Cytochrome P450 (CYP)-dependent drug metabolism decreases in vivo and in cultured hepatocytes under various immunostimulatory conditions. Nitric oxide (NO) released during inflammation is presumed to be involved in this phenomenon. CYP3A4, which is abundant in the liver and small intestine and participates in the metabolism of various drugs, is known to be induced by 1,25-dihydroxyvitamin D3 (1,25(OH)2D3) in the colon carcinoma cell line Caco-2. In this study we examined whether NO affected CYP3A4 gene expression induced by 1,25(OH)2D3 in Caco-2 cells.
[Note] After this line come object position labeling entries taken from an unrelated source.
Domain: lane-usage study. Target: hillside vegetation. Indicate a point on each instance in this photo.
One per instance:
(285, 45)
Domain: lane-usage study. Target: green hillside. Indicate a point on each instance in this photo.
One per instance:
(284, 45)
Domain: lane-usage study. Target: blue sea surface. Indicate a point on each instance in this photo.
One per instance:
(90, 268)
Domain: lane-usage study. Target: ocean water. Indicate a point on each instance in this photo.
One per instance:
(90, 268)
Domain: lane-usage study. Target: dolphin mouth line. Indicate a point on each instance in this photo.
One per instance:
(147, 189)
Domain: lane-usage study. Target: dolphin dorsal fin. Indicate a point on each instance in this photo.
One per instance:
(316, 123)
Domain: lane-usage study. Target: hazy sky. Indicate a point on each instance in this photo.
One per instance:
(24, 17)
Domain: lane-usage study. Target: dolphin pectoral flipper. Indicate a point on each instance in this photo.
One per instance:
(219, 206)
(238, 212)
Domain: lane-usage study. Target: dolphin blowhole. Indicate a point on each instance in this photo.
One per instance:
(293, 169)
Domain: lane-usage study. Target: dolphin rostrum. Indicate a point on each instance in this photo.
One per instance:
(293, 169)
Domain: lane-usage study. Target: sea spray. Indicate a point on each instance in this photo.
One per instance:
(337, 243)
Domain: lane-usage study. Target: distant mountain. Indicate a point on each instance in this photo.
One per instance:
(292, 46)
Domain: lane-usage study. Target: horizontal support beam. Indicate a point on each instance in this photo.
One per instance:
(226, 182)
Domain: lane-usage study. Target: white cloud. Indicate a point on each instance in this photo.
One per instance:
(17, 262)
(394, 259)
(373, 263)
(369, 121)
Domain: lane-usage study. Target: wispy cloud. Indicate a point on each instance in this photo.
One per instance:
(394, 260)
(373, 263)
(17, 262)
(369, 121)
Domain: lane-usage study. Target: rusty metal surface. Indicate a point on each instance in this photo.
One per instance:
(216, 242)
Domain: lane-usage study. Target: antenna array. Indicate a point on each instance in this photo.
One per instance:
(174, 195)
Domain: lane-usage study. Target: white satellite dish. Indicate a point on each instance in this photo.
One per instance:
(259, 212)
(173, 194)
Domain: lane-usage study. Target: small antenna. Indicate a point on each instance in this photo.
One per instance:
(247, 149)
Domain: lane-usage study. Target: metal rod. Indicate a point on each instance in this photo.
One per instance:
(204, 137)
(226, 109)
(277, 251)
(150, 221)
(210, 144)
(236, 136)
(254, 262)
Induction of CYP3A4 mRNA by 1,25(OH)2D3 was suppressed in a dose-dependent manner by treatment with the NO donors NOR-4 (15–500 μM) or S-nitroso-N-acetyl-penicillamine (30 μM-1 mM), which spontaneously release NO. These results indicated that NO has an inhibitory effect on the induction of CYP3A4 mRNA by 1,25(OH)2D3 in Caco-2 cells. Treatment with the guanylate cyclase inhibitor ODQ failed to prevent the inhibition of induction of CYP3A4 mRNA by 1,25(OH)2D3. 8-Bromo cGMP had no effect on 1,25-(OH)2D3-induced CYP3A4 gene expression. Therefore, the suppression of CYP3A4 mRNA by NO might be mediated through a guanylate cyclase-independent pathway.